Exercises - Chapter 8: Permutation Tests


Students:

  • Henrique Aparecido Laureano
  • Elainy Marciano Batista
  • Heidi Mara do Rosário Souza
  • Joubert Miranda Guedes
  • Nicolas Romano
  • Pedro Luciano de Oliveira Gomes
  • Ricardo de Faria Souza
  • Telma Tompson
  • Thais Castelo Branco Monho

Exercises from chapter 8 of the book:

Maria L. Rizzo, 2008. Statistical Computing with R, Chapman & Hall/CRC, ISBN 1-58488-545-9, 393 pages.


Exercise 8.1


Implement the two-sample Cramér-von Mises test for equal distributions as a permutation test.
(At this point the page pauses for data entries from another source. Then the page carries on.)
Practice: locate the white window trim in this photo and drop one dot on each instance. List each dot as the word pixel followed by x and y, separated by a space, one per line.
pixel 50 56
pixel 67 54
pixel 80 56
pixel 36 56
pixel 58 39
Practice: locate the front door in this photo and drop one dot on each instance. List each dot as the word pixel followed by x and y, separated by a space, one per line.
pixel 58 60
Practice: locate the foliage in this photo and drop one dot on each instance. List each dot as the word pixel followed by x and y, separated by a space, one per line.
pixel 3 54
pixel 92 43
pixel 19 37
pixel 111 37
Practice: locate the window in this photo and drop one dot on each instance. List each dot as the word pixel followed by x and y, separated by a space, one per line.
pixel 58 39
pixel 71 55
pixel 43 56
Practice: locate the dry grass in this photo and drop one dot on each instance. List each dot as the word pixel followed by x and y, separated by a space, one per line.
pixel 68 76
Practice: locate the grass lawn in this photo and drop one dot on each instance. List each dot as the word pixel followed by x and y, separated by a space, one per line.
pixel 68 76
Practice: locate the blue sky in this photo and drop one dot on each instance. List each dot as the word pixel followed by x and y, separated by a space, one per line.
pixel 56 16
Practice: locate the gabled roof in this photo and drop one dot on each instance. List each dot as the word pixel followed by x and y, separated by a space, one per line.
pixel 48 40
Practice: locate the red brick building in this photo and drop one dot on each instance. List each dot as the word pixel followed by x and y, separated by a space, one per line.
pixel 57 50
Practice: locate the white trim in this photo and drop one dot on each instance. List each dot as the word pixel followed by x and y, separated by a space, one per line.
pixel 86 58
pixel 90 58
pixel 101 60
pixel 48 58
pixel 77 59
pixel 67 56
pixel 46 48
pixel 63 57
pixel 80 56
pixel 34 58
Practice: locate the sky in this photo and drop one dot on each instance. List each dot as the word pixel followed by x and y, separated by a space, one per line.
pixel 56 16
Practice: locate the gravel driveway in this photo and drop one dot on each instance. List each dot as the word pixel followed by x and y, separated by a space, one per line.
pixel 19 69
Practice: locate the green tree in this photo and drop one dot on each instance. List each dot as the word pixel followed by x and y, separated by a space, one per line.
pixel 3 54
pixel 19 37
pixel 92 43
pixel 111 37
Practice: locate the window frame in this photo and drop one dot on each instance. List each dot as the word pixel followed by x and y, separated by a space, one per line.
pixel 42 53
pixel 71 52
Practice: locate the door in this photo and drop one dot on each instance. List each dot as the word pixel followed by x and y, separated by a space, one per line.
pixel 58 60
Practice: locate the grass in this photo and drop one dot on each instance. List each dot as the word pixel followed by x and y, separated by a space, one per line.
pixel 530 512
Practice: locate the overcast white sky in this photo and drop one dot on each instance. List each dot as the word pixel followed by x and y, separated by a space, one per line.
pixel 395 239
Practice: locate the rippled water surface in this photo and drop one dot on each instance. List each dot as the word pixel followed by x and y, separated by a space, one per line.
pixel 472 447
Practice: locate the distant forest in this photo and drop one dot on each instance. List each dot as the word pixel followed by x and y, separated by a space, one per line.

Apply the test to the data in Examples 8.1 and 8.2.


Solution:

data("chickwts")

## Packages
library(latticeExtra)

## function: two-sample Cramér-von Mises test for equal distributions
cvm <- function(x, y, data){
  r <- 10000 # Permutation samples
  reps <- vector("numeric", r)
  n <- length(x)
  m <- length(y)
  v.n <- vector("numeric", n) # Replication vectors
  v1.n <- vector("numeric", n)
  v.m <- vector("numeric", m)
  v1.m <- vector("numeric", m)
  z <- c(x, y)
  N <- length(z)
  for (i in 1:n) v.n[i] <- ( x[i] - i )**2
  for (j in 1:m) v.m[j] <- ( y[j] - j )**2
  # Test statistic
  reps_0 <- ( (n * sum(v.n) + m * sum(v.m)) / (m * n * N) ) -
    (4 * m * n - 1) / (6 * N)
  for (k in 1:r) { # Permautation samples
    w <- sample(N, size = n, replace = FALSE)
    x1 <- sort( z[ w] )
    y1 <- sort( z[-w] )
    for (i in 1:n) { v1.n[i] <- ( x1[i] - i )**2 }
    for (j in 1:m) { v1.m[j] <- ( y1[j] - j )**2 }
    reps[k] <- ( (n * sum(v1.n) + m * sum(v1.m)) / (m * n * N) ) -
      (4 * m * n - 1) / (6 * N)
  }
  p <- mean( c(reps_0, reps) >= reps_0 )
  return(
    histogram(c(reps_0, reps) # Histogram
              , type = "density"
              , col = "#0080ff"
              , xlab = "Replicates of Cramér-Von Mises (CVM) statistic"
              , ylab = list(rot = 0)
              , main = paste0(
                "Data: ", data, "\n"
                , "Permutation distribution of CVM statistic")
              , sub = list(substitute(paste(hat(p), " = ",pvalue)
                                      , list(pvalue = p))
                           , col = 2)
              , panel = function(...){
                panel.histogram(...)
                panel.abline(v = reps_0, col = 2, lwd = 2)
              })
  )
}
## Data: Example 8.1
x <- with(chickwts, sort(as.vector(weight[feed == "soybean"])))
y <- with(chickwts, sort(as.vector(weight[feed == "linseed"])))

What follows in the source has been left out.